Так предложил старший из двоих, прибывших ранее. Он снял шлем, откинул назад волнистые седые кудри и заговорил с тяжелым вздохом:

– Как ночные грабители, затевающие злодейство, собрались мы сюда глухою ночью!

– А между тем речь пойдет о самом благородном деле, – воскликнул юноша, крепко сжимая копье, – об освобождении!

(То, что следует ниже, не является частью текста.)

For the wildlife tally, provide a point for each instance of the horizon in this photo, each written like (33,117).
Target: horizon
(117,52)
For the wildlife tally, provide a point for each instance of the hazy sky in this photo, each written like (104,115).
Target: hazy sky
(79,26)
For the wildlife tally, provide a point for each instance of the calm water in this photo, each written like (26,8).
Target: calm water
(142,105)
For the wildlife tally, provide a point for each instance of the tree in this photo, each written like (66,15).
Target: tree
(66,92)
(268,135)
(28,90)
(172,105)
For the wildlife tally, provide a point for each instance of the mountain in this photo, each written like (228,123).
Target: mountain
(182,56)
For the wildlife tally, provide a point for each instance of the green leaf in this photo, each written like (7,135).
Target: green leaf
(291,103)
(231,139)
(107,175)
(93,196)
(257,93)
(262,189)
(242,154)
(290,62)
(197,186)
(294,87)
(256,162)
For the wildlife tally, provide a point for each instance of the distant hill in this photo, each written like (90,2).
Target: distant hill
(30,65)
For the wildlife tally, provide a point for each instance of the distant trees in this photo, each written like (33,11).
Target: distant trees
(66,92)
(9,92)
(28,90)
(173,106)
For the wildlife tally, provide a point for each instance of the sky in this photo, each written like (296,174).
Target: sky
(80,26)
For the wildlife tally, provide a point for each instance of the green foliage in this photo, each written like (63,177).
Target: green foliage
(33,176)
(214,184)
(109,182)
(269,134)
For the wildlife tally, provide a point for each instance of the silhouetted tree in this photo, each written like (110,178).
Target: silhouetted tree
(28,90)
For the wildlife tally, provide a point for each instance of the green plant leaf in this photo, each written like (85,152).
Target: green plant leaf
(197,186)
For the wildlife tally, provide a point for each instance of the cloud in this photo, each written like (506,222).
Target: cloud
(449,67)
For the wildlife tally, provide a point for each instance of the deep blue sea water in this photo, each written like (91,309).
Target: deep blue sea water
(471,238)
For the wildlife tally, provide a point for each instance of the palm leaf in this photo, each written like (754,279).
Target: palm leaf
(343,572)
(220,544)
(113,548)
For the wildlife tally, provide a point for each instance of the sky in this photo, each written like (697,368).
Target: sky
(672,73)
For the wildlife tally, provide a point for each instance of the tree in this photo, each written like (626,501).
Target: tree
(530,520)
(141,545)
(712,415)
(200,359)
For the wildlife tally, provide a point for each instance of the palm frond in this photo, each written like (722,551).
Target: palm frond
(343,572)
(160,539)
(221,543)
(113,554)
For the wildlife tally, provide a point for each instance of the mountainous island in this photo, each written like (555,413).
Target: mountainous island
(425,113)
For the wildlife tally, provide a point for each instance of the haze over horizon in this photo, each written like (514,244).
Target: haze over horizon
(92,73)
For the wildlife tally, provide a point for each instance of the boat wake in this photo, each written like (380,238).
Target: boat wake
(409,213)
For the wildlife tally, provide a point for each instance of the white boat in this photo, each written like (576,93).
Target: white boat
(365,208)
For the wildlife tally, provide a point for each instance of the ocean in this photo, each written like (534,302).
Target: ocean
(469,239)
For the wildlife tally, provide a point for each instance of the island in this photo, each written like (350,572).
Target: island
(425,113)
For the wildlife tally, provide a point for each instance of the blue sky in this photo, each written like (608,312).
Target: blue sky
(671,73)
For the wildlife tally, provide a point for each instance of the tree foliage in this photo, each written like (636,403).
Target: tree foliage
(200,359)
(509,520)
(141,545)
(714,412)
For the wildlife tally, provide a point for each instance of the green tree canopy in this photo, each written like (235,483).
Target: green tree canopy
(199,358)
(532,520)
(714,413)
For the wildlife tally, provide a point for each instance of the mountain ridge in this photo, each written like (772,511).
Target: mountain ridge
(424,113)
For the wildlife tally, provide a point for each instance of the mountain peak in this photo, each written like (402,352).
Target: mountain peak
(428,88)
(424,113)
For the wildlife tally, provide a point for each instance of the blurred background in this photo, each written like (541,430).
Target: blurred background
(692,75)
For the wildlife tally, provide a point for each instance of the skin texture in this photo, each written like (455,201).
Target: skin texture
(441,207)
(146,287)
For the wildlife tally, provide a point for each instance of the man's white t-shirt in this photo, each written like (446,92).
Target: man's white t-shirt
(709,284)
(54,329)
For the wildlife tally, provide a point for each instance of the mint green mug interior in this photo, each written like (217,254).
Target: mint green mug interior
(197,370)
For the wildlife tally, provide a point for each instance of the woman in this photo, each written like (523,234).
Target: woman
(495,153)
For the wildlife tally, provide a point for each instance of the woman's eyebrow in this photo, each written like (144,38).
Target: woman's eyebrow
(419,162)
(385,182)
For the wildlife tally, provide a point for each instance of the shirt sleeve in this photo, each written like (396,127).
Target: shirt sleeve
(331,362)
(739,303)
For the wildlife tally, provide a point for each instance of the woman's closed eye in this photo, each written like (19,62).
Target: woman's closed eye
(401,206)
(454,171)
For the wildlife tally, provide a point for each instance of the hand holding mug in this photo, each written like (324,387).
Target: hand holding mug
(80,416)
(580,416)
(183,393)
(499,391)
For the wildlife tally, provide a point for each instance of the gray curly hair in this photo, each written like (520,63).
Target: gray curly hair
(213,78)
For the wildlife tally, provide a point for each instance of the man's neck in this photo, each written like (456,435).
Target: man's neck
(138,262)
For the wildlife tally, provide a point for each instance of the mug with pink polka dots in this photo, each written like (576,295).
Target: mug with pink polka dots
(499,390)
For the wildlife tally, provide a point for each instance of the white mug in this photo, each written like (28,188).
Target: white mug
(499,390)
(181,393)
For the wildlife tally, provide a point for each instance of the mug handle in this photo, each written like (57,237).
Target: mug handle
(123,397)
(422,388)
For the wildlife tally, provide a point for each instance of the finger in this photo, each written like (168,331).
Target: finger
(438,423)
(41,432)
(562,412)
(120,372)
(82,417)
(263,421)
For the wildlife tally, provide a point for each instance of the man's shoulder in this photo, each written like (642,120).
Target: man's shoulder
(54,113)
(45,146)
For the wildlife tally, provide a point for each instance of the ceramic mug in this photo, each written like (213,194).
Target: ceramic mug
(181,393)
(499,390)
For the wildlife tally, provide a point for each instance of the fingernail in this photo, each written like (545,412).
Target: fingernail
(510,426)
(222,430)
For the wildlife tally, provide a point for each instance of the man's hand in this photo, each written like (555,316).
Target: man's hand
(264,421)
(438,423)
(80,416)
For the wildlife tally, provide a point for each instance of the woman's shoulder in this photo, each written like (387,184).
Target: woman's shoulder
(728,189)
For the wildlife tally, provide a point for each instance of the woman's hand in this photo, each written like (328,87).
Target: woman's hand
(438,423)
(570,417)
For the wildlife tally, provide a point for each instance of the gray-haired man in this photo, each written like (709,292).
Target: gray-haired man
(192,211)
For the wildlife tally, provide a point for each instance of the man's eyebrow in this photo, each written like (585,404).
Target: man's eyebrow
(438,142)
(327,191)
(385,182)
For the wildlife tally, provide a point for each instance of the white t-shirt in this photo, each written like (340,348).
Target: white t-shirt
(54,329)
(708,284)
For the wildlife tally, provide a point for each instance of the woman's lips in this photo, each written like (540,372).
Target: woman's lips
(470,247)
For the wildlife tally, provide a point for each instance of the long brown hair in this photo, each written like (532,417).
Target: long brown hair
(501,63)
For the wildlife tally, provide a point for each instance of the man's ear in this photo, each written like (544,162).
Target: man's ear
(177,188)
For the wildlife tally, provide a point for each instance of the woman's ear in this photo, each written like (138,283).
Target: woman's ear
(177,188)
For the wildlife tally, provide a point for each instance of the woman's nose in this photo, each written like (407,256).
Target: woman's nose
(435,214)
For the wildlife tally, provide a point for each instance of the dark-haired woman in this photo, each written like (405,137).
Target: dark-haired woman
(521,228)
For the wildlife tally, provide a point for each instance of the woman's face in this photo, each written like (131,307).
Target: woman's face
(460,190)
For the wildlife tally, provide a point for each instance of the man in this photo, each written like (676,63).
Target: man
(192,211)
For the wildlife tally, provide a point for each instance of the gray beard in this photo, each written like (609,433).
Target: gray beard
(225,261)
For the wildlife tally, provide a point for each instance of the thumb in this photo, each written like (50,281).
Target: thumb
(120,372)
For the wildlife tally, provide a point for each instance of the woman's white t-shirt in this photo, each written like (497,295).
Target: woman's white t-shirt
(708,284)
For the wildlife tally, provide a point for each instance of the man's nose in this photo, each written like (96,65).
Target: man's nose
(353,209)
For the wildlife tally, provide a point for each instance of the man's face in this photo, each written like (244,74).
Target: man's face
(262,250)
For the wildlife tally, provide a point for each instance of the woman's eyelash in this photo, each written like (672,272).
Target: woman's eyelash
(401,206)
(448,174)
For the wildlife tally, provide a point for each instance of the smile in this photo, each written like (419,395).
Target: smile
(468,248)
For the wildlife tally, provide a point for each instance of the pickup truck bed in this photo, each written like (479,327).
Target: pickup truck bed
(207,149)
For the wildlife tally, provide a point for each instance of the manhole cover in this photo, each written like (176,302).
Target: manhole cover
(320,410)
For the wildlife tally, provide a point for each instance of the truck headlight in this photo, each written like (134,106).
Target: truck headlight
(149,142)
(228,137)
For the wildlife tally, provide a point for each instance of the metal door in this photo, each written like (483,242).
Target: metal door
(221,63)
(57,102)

– Но смерть витает над нашими головами! – наставительно прошептал младший из приехавших, придерживая ладонью длинную темную бороду, которую трепал ветер.

– Смерть всегда носится над людьми, граф Гервальт, – возразил его спутник твердым и уверенным голосом.

– Умное слово, король Ардарих! – воскликнул юноша.

– Только род смерти не одинаков, – прибавил седовласый старик.

– Конечно, король Визигаст, – подхватил Гервальт. – У меня кровь стынет в жилах, когда я подумаю о тех пытках, которые нас ждут, если «Он» проведает о нашем тайном совете, – граф содрогнулся.

– Ведь не всеведущ же он? – насмешливо спросил юноша.

– Аттила не Вотан[1],– подтвердил король Ардарих.

– Однако приступим к нашему разговору, – напомнил Гервальт, плотнее закутываясь в плащ. – Вскоре ветер принесет проливной дождь, укроемся под ивами!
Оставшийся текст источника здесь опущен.